現実には、成長産業への労働移動が、雇用増加や賃金上昇を伴っていない。

代表的な成長産業である情報通信業で逆に雇用が減少している。かつて独占企業であったNTTが合理化で、人員削減を続けている。一方で、新興企業は経営基盤が弱いので、雇用を十分に吸収できないからだ。
また、同じ職種でも、企業規模により、賃金の格差が大きい。誰もが、賃金の安い企業には移りたくない。これが、良い労働移動を妨げている。

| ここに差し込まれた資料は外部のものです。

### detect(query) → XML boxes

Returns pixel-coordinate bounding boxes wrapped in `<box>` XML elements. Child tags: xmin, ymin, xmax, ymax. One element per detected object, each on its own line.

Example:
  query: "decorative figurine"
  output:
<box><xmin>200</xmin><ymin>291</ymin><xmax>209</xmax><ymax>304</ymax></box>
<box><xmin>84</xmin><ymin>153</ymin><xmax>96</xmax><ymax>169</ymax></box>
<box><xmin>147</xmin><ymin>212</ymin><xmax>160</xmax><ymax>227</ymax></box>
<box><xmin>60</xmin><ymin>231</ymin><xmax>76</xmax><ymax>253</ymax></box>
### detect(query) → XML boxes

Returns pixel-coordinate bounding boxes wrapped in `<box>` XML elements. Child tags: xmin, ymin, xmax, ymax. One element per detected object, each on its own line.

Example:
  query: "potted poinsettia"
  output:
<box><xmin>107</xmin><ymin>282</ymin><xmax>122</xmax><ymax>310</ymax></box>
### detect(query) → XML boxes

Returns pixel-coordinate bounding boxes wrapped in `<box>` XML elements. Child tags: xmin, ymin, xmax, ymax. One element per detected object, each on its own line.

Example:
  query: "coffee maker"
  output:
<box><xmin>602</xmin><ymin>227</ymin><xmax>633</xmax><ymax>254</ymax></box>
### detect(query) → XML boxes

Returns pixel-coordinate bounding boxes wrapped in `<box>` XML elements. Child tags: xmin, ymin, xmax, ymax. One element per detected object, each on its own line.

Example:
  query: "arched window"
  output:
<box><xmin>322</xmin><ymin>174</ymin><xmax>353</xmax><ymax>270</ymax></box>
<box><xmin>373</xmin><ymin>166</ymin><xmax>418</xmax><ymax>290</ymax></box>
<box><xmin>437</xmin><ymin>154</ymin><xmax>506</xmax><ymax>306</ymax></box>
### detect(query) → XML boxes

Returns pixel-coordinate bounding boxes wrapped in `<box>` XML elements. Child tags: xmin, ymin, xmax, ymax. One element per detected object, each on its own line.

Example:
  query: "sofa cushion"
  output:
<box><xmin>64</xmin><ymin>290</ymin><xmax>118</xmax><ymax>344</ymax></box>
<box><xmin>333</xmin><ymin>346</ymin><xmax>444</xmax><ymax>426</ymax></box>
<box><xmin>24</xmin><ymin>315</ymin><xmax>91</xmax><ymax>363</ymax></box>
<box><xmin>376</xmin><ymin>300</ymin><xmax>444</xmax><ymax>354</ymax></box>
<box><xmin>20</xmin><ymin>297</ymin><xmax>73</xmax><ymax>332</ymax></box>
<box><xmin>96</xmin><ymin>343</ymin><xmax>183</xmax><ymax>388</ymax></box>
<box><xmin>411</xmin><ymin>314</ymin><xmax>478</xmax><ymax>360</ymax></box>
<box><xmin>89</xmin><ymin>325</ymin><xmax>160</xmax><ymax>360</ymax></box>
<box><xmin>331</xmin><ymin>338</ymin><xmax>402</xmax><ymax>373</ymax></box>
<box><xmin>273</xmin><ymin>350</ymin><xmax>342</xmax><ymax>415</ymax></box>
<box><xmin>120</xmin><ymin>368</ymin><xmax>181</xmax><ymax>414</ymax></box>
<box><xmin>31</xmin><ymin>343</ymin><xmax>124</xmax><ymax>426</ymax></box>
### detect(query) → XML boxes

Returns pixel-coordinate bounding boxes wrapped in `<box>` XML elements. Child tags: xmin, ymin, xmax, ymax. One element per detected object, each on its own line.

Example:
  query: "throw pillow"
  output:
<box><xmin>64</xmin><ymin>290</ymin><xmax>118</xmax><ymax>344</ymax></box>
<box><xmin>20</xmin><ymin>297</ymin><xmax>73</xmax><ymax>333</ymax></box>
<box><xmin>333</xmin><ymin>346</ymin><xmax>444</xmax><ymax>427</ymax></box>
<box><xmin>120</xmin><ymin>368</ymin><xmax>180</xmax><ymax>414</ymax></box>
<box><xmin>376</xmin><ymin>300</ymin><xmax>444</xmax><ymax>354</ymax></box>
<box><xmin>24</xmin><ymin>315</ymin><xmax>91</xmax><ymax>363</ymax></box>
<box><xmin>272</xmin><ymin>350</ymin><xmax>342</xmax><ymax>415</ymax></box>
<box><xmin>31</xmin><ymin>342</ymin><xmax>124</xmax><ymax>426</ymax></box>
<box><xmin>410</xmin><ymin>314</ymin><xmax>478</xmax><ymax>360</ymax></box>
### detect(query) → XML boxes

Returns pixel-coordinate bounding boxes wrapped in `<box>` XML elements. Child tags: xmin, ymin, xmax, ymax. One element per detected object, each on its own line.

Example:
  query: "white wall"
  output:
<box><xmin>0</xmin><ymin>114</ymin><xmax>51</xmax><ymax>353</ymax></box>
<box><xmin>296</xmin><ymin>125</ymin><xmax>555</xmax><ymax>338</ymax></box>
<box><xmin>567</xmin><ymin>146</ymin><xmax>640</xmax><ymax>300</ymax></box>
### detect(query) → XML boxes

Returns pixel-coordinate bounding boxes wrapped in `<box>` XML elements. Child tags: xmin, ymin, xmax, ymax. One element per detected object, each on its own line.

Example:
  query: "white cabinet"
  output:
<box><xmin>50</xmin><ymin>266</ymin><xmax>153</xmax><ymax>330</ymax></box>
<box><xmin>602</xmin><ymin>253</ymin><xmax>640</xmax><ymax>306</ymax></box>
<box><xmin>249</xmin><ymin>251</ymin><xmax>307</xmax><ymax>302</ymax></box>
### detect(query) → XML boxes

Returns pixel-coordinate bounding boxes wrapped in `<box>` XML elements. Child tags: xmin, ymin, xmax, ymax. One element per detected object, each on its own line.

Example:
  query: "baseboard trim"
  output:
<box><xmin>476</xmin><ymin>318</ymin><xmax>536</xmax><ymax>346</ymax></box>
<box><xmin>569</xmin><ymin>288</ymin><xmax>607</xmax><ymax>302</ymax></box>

介護サービスも成長分野である。慢性的な人手不足にも関わらず、賃金が上がらない。介護労働者の技能蓄積が困難にまでなっている。介護サービスの価格は、市場の需給では決まらない。政府が定める介護保険の報酬単価で決まってしまう。価格は、統制されている。介護の需要は増えて行くにも関わらず、財政上の制約から、介護報酬単価は引き下げられている。

好況期にリストラさせよ。現行では、企業が赤字の時に限定して、整理解雇が認められる。その為に、雇用の受け皿が大きな好況期にリストラできない。
好況期は、雇用確保の為に、不採算部門であっても潰す事が出来ないからだ。それが流動化の妨げになっている。